Respecto a lo alegado se debe constatar que cuando existen versiones contradictorias no siempre el resultado debe ser una sentencia absolutoria, sino que corresponde al juzgador de instancia decidir, tras ponderar las opuestas versiones y los demás elementos probatorios del juicio y haciendo uso de la facultad que le otorga el artículo 741 de la Lecr, dar mayor credibilidad a una sobre la otra y así ha hecho la Juzgadora de Instancia, sin que su valoración se aparte de la lógica y las máximas de experiencia.
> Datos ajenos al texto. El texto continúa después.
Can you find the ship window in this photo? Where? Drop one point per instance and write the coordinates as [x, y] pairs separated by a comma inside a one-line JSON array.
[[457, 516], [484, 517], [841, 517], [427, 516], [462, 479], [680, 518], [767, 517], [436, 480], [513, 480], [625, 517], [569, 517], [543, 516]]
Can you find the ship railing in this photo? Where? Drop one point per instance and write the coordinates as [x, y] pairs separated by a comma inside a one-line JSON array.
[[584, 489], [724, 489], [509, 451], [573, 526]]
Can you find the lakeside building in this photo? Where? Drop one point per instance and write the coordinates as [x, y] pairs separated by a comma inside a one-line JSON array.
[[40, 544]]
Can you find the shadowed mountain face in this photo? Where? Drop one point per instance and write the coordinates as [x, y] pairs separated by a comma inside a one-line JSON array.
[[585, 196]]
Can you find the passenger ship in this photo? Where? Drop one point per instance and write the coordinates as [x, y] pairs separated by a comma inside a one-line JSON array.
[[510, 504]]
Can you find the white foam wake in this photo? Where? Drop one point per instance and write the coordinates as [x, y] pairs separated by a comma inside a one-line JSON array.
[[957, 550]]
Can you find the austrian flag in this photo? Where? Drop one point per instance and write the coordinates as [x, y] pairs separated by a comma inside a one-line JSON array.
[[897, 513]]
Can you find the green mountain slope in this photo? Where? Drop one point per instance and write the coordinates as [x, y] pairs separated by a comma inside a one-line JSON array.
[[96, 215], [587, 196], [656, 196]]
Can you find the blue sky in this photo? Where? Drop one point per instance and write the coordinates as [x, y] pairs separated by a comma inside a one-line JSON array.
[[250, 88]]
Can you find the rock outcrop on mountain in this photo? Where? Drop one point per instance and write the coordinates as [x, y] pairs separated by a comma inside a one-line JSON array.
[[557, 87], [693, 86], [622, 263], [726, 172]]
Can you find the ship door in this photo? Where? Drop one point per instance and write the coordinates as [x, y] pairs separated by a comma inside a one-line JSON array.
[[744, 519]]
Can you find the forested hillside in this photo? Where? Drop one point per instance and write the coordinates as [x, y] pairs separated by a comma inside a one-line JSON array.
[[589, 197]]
Todas las supuestas contradicciones a que se hace referencia en el recurso se tratan de contradicciones no esenciales, sino de detalle que no afectan a la versión fundamental pues no es que estén totalmente descaminadas de la línea principal sino que por el contrario son las lógicas en atención a la situación de estrés en que se encontraban las partes y el tiempo transcurrido y precisamente ponen de manifiesto que no se tratan de relatos aprendidos y expuestos de forma automática en el proceso.

La Magistrada ha dado credibilidad a la versión de la denunciante al encontrarse avalada por la testifical de su empleada. Ha tomado en cuenta, bajo el principio de inmediación su postura, sus contestaciones y su espontaneidad y en base a ello le ha otorgado credibilidad sin que en esta fase pueda ser sustituida dicha percepción y sin que a ello se oponga las contradicciones o imprecisiones señaladas en el recurso, pues no dejan de ser meramente accidentales y se encuentran justificadas precisamente por no considerarse un relato aprendido sino espontaneo que coincide en lo esencial.

En conclusión se considera que la sentencia a la hora de valorar la prueba ha seguido unas pautas lógicas y de acuerdo con las máximas de experiencia que se asume y por tanto se considera que dicho motivo también debe ser desestimado, procediendo, en definitiva, la desestimación del recurso de apelación interpuesto.

VISTOS los preceptos legales citados y demás de procedente aplicación

Fallo

DESESTIMO el recurso de apelación interpuesto por la representación procesal de Doña Celia contra la sentencia dictada el 1 de diciembre de 2019 en el juicio por delito leve número 155/19 del Juzgado de Instrucción nº 24 de Madrid, que se CONFIRMA, declarándose de oficio las costas procesales que pudieran haberse causado en esta alzada.

Notifíquese la presente resolución haciendo saber a las partes que es firme y contra la misma no cabe recurso.

Así, por esta sentencia, lo pronuncio, mando y firmo.